Glenn? Are you there? I kind of need a ride? I had a few too many glasses of wine, and I don’t want to endanger thep pedestrians on the safe roads of WIsconsin that you work so hard to maintain. Glenn? Are you there? *beep*

Hello, you’ve reached the Madison office of Senator Grothman. Please leave a message.
I’ve got some DVDs due at the library and I don’t want to leave. Swing by and pick them up? *beep*

Hello, you’ve reached the Madison office of Senator Grothman. Please leave a message.
I completely forgot! I never asked you- what are we doing for Thanksgiving? I mean, since my Grandpa died I’ve been kind of blue around that time of year. It’s all my fault really.
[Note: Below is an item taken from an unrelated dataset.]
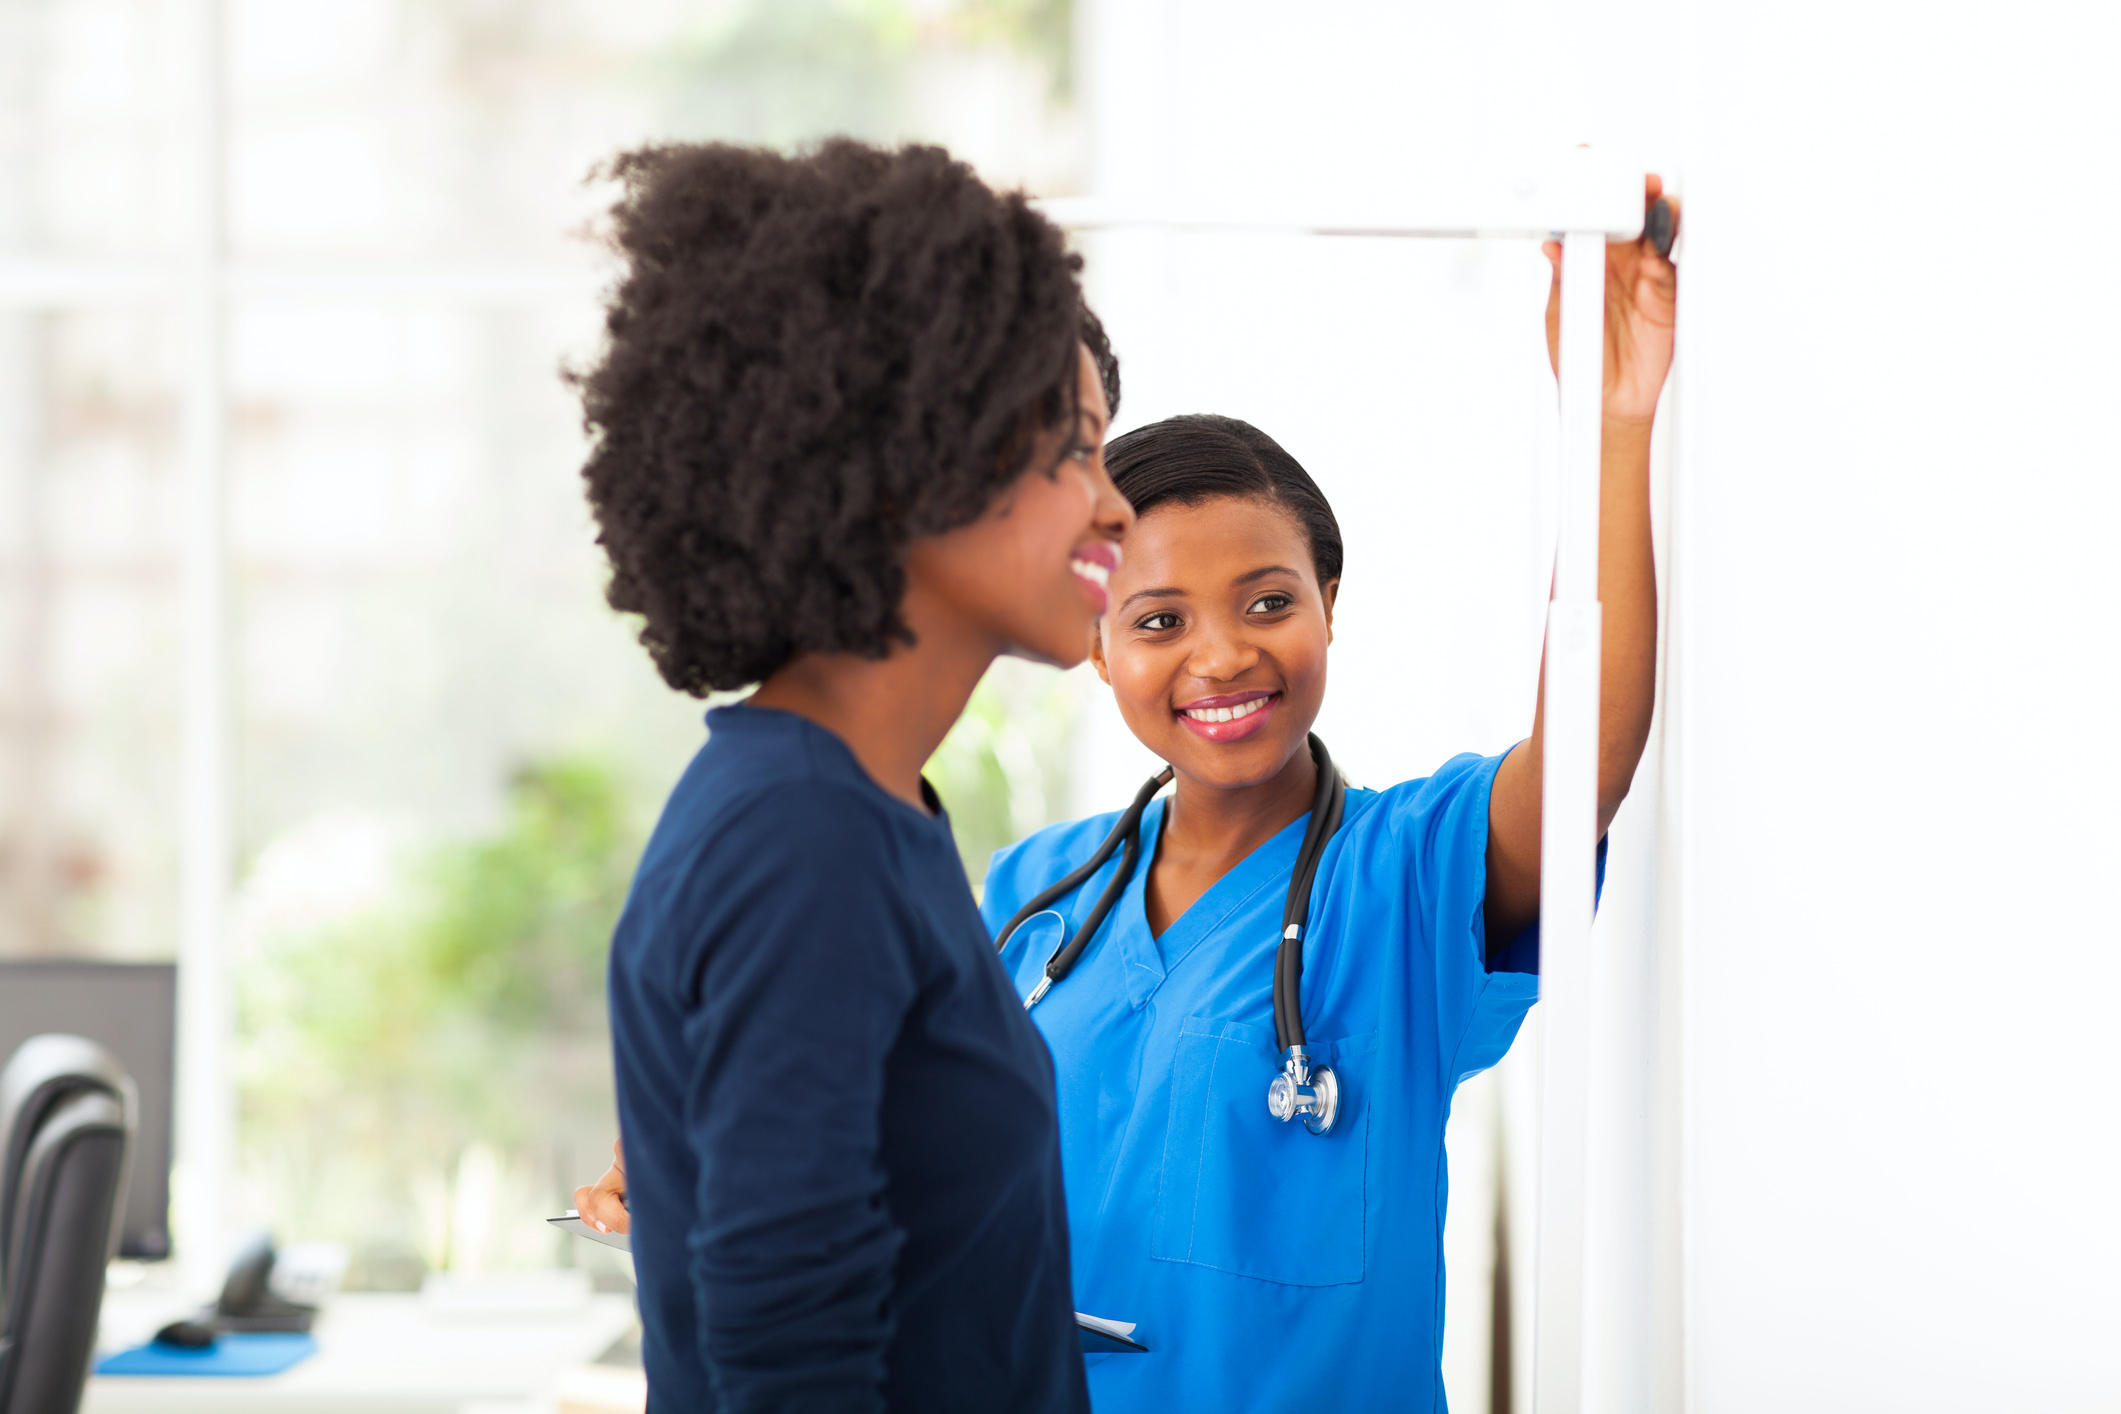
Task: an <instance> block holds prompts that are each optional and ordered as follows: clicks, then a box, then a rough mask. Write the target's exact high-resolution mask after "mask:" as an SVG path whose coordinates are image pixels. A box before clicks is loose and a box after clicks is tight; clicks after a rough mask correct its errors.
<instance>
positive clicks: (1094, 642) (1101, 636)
mask: <svg viewBox="0 0 2121 1414" xmlns="http://www.w3.org/2000/svg"><path fill="white" fill-rule="evenodd" d="M1090 666H1092V668H1097V676H1099V681H1101V683H1103V685H1105V687H1111V668H1107V666H1105V621H1103V619H1099V621H1097V628H1092V630H1090Z"/></svg>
I wasn’t very nice to him when he was alive, and I was very bitter that I thought he favored my cousin over me. I mean, he got a laptop for graduation from high school. I was working harder than him in college courses and I didn’t get a laptop. I let that fester for a long time, and I just don’t think…*beep*

Hello, you’ve reached the Madison office of Senator Grothman. Please leave a message.
Your machine cut me off. I think we should exchange cell numbers to cut down on these charges. Ooh! Maybe we could be in each other’s Faves! How cool would that be? Oh, Grandpa, right. I wasn’t very nice to him either, and it just weighs on me, you know? Oh well. Give me a call when you get this? *beep*

Hello, you’ve reached the Madison office of Senator Grothman. Please leave a message.
Do you know if you have to run water through the washing machine after using bleach? *beep*

Hello, you’ve reached the Madison office of Senator Grothman. Please leave a message.
Glenn, major problem. I took those dancing lessons by myself because you were so busy all the time? And I think I might be pregnant. Can you get pregnant from slow dancing? Because I need to know. Call, text, whatever. *beep*

The number you are trying to reach has been disconnected. Please hang up or dial the operator.